Of course, if you will have access to your wife’s retiree plan for the rest of your life, then failing to get a Part D plan would not affect you. However, your question makes me think that you will no longer be covered by your wife’s retiree health plan if she dies.
If this is the case, you could consider buying a Part D plan now to avoid penalties later on. With an average monthly premium of $40, waiting five years would incur a monthly penalty of $24 (60 percent of $40). Your need to balance this against the premiums you’d be paying for coverage you don’t appear to need right now. For example, paying $40 for five years would set you back $2,400. It would take you 100 months (eight and a third years) before that $24 monthly penalty would leave you worse off than not getting a Part D plan right now. If you bought a cheaper plan, the trade-off numbers would shift.
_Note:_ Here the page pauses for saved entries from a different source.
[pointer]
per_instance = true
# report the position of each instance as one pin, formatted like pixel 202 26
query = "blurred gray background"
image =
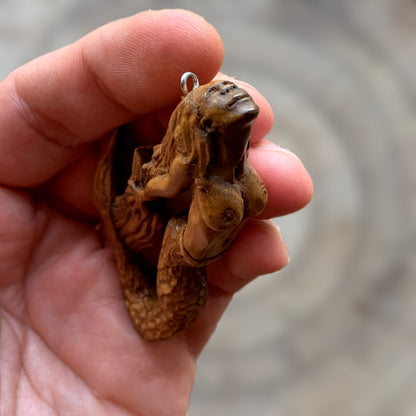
pixel 335 332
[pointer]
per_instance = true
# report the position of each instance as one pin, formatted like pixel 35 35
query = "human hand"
pixel 67 345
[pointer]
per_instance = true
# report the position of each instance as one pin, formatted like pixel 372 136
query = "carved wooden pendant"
pixel 184 199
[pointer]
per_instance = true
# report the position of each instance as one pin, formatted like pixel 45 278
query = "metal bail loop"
pixel 184 82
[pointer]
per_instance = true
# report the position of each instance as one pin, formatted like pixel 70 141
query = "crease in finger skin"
pixel 259 249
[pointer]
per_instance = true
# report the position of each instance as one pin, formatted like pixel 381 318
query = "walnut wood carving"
pixel 184 199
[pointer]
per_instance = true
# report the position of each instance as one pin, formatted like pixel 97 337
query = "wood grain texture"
pixel 333 333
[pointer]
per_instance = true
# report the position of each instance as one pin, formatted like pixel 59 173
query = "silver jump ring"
pixel 184 82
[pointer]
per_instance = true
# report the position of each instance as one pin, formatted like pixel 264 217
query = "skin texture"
pixel 186 199
pixel 67 345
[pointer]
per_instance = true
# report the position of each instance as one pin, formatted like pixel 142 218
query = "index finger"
pixel 54 105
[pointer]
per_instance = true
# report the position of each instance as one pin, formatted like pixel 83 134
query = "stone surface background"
pixel 335 332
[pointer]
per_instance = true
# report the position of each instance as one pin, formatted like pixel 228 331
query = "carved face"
pixel 227 113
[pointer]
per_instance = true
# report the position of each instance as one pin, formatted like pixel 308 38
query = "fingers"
pixel 77 94
pixel 259 249
pixel 288 183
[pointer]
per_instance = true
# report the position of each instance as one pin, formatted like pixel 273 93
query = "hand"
pixel 66 342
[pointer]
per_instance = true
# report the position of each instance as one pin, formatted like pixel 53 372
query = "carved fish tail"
pixel 180 293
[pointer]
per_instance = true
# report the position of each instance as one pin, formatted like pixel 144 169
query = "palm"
pixel 66 341
pixel 64 319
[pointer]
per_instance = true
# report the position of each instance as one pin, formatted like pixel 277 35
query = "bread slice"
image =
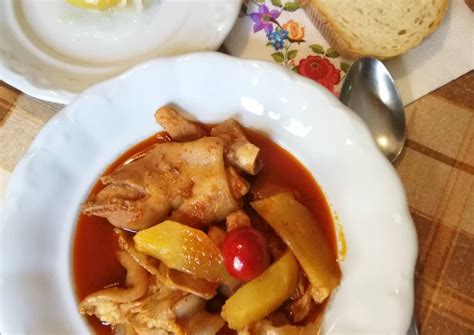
pixel 378 28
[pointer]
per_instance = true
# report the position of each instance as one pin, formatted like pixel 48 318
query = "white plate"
pixel 25 62
pixel 64 161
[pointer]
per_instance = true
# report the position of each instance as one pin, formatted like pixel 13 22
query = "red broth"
pixel 95 265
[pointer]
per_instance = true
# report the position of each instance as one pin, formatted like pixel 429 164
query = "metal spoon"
pixel 370 91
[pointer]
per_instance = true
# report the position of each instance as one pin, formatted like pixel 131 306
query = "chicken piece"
pixel 238 185
pixel 191 314
pixel 237 219
pixel 168 277
pixel 104 303
pixel 302 302
pixel 179 128
pixel 156 312
pixel 187 178
pixel 151 314
pixel 239 151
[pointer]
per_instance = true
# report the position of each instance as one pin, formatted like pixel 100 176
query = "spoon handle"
pixel 413 330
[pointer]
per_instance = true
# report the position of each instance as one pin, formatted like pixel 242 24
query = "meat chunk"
pixel 188 179
pixel 301 301
pixel 170 278
pixel 179 128
pixel 238 185
pixel 144 307
pixel 239 151
pixel 104 303
pixel 237 219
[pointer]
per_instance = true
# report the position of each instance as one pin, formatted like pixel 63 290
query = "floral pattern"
pixel 287 41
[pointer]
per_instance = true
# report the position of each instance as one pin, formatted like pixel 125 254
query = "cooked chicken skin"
pixel 239 151
pixel 188 179
pixel 179 128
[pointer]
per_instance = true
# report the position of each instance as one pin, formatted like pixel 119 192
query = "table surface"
pixel 436 167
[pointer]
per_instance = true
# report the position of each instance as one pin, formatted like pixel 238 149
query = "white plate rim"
pixel 24 83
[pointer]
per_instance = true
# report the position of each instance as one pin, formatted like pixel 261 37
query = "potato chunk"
pixel 261 296
pixel 297 228
pixel 185 249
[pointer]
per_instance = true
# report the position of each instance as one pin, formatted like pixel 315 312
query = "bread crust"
pixel 338 40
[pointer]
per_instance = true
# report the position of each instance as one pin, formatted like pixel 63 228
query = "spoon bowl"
pixel 370 91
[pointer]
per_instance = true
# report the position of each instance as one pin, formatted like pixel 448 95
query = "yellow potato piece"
pixel 94 4
pixel 185 249
pixel 296 226
pixel 261 296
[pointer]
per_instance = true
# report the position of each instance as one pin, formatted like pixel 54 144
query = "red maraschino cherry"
pixel 246 253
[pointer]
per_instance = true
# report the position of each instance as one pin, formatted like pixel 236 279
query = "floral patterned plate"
pixel 280 30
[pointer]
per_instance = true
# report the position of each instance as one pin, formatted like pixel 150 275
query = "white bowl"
pixel 55 176
pixel 29 64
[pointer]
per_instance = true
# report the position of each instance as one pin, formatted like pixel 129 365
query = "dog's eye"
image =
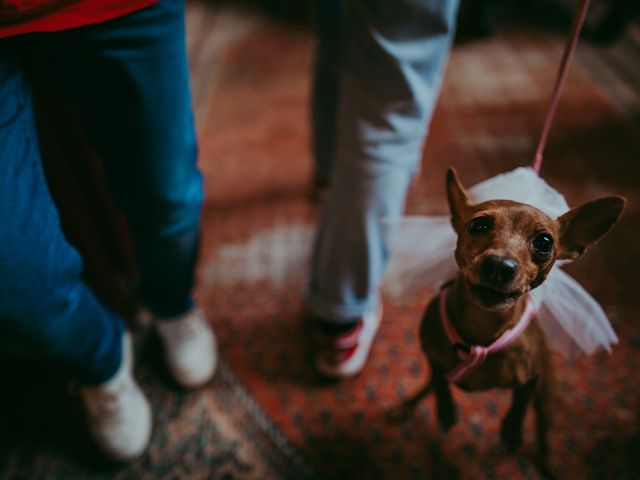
pixel 480 225
pixel 543 244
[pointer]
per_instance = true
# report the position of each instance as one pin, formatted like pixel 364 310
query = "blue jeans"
pixel 393 55
pixel 129 79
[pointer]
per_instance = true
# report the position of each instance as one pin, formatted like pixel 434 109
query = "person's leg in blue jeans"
pixel 44 306
pixel 394 55
pixel 130 79
pixel 46 310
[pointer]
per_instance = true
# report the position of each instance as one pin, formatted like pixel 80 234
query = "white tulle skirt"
pixel 422 254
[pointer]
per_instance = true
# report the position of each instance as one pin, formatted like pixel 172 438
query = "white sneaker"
pixel 189 347
pixel 117 412
pixel 344 355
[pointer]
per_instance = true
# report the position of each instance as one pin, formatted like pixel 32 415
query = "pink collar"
pixel 472 356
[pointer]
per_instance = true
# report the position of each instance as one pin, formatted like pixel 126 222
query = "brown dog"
pixel 504 250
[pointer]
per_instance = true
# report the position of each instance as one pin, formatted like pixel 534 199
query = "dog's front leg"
pixel 447 414
pixel 543 404
pixel 511 432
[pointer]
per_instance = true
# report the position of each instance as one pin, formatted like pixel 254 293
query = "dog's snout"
pixel 499 270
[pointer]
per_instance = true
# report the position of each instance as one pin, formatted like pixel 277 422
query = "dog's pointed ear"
pixel 459 203
pixel 586 224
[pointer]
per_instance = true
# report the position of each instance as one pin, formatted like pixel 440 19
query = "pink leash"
pixel 567 56
pixel 472 356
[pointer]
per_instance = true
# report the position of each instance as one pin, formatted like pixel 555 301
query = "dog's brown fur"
pixel 481 310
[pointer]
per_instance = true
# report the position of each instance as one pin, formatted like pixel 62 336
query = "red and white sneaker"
pixel 343 355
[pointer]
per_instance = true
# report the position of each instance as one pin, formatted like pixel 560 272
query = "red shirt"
pixel 25 16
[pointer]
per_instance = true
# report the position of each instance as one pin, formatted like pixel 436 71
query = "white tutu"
pixel 422 254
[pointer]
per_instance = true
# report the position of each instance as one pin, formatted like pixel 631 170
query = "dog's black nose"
pixel 499 270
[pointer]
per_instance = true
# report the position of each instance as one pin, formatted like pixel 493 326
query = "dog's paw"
pixel 447 417
pixel 510 436
pixel 548 469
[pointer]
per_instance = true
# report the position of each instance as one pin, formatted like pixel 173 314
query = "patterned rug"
pixel 267 415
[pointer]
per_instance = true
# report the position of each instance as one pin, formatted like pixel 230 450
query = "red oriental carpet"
pixel 267 415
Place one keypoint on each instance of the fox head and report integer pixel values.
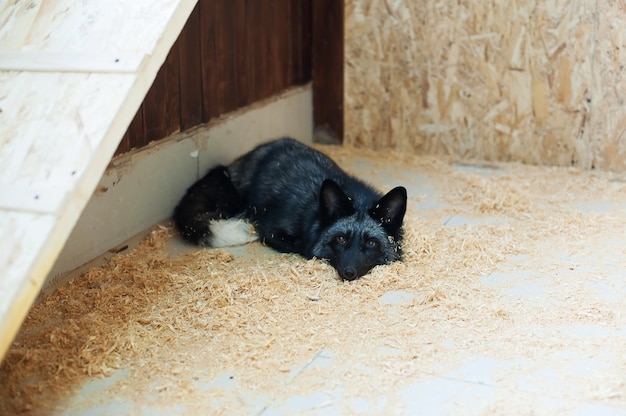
(354, 239)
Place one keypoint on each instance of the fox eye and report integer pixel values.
(371, 244)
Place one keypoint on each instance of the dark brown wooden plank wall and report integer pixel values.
(230, 54)
(328, 61)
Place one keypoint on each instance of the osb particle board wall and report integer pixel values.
(534, 81)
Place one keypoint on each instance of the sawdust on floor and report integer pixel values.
(172, 319)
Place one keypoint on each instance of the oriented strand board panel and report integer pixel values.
(539, 82)
(72, 75)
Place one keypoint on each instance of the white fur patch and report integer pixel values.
(231, 232)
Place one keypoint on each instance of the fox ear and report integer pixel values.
(390, 209)
(334, 203)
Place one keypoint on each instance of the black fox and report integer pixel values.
(298, 201)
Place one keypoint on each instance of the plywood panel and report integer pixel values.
(58, 130)
(538, 82)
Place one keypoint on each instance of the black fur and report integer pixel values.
(300, 201)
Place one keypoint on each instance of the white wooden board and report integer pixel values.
(65, 103)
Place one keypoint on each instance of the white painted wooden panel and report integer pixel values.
(64, 107)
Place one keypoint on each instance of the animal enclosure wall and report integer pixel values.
(539, 81)
(230, 54)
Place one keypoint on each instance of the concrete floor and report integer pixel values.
(589, 380)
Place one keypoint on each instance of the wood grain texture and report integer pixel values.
(231, 53)
(58, 130)
(534, 82)
(328, 62)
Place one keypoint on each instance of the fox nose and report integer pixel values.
(349, 273)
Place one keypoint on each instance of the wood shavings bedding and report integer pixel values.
(176, 320)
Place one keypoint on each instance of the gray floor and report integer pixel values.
(582, 373)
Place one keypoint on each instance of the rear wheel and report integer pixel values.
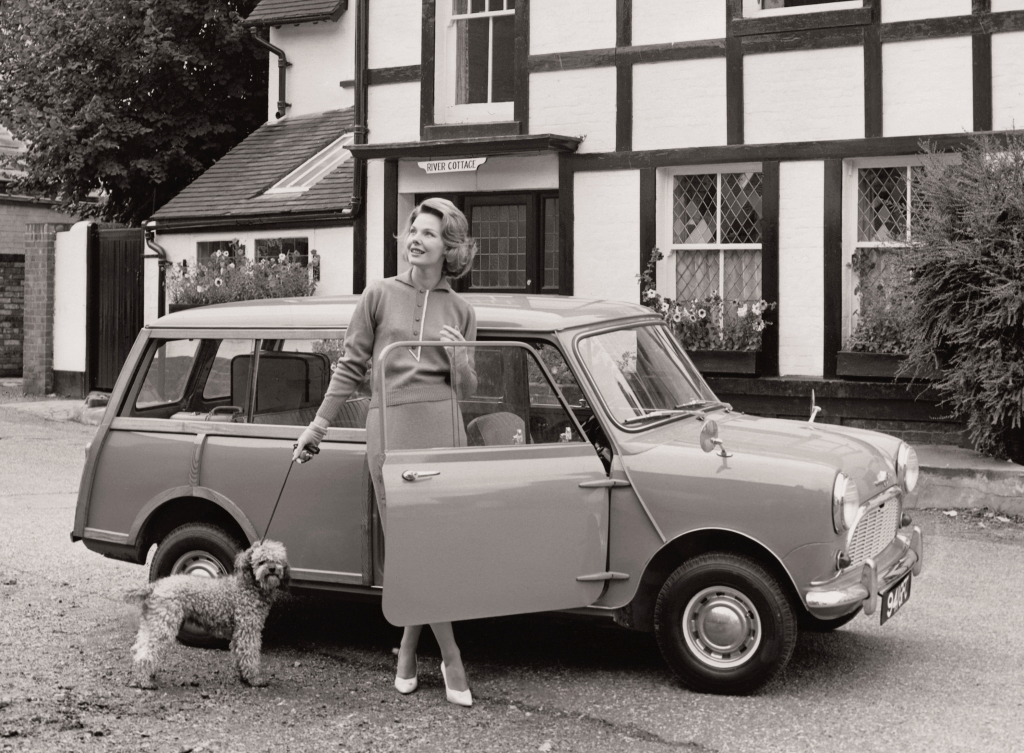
(724, 624)
(204, 551)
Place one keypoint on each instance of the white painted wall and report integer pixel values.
(804, 95)
(530, 172)
(927, 87)
(659, 22)
(393, 113)
(679, 103)
(70, 297)
(574, 103)
(1008, 81)
(801, 268)
(893, 10)
(560, 26)
(606, 232)
(322, 57)
(395, 33)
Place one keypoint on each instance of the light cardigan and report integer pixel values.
(392, 310)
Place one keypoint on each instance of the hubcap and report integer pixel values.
(721, 627)
(199, 562)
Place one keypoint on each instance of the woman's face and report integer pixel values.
(424, 244)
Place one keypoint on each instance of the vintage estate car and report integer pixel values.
(599, 472)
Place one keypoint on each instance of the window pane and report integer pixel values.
(168, 374)
(741, 207)
(503, 72)
(694, 201)
(882, 205)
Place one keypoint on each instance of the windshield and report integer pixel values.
(642, 374)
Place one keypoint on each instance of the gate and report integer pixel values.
(115, 301)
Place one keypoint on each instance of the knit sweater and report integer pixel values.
(392, 310)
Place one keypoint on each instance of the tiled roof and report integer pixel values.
(273, 12)
(233, 186)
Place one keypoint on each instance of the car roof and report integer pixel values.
(494, 311)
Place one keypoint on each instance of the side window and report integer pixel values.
(292, 379)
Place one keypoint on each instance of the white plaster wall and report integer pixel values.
(659, 22)
(804, 95)
(576, 103)
(395, 33)
(801, 268)
(393, 113)
(679, 103)
(322, 57)
(69, 298)
(532, 172)
(560, 26)
(1008, 81)
(606, 233)
(893, 10)
(927, 87)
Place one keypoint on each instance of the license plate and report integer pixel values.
(895, 597)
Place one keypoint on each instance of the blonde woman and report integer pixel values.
(419, 304)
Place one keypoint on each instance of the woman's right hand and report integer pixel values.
(308, 438)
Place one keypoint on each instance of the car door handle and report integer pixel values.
(415, 475)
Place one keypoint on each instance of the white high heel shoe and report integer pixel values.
(459, 698)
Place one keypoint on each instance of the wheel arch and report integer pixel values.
(639, 614)
(181, 505)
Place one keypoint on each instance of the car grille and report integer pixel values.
(875, 531)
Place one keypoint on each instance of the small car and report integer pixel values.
(599, 472)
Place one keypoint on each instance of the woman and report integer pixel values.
(418, 304)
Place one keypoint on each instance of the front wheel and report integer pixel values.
(201, 550)
(724, 624)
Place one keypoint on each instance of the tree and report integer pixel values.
(966, 265)
(131, 98)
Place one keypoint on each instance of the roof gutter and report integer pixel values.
(283, 64)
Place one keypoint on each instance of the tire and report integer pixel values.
(202, 550)
(812, 624)
(756, 626)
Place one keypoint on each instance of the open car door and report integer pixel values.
(507, 523)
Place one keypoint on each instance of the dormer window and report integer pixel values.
(476, 60)
(313, 170)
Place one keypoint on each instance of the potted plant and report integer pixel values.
(230, 276)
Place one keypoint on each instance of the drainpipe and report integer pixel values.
(282, 65)
(151, 233)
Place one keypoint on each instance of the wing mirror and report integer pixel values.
(709, 440)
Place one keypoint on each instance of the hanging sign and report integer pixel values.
(459, 165)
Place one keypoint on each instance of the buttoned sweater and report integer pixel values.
(392, 310)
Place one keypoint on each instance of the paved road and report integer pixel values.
(946, 674)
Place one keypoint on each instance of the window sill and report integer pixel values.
(801, 22)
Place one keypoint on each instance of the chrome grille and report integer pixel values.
(875, 531)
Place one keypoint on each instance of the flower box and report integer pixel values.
(725, 362)
(885, 366)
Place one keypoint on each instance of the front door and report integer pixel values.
(507, 521)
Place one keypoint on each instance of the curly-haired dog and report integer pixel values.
(231, 607)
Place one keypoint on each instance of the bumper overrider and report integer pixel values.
(862, 584)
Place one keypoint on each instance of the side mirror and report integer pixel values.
(709, 440)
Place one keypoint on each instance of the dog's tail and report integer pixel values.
(138, 595)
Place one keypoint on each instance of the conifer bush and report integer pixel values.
(966, 264)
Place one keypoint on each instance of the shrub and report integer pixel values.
(230, 277)
(966, 267)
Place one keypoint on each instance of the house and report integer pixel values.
(759, 144)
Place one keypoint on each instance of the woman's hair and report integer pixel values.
(460, 248)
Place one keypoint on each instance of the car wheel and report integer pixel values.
(204, 551)
(724, 624)
(812, 624)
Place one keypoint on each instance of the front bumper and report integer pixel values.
(861, 585)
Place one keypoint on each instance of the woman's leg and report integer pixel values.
(451, 656)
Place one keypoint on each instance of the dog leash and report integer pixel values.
(309, 449)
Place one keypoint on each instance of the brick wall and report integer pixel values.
(38, 352)
(11, 314)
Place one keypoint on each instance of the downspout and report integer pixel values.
(282, 65)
If your wife’s retiree plan permits you to have a Medicare Advantage plan instead of Original Medicare, you might consider a Medicare Advantage plan that includes Part D. There are some very inexpensive Medicare Advantage plans. While they may not provide robust insurance protection, they would help you avoid late enrollment penalties.
Buying a Medigap plan now is, in my view, an expense that is unlikely to be “paid back” by avoiding higher Medigap premiums should you later want to get a plan. In your case, a Medicare Advantage plan might make more sense. It also offers out-of-pocket limits on your spending, which is the major benefit of Medigap. And unlike Medigap, Medicare Advantage insurers must sell you a plan and can’t charge you higher rates due to late enrollment.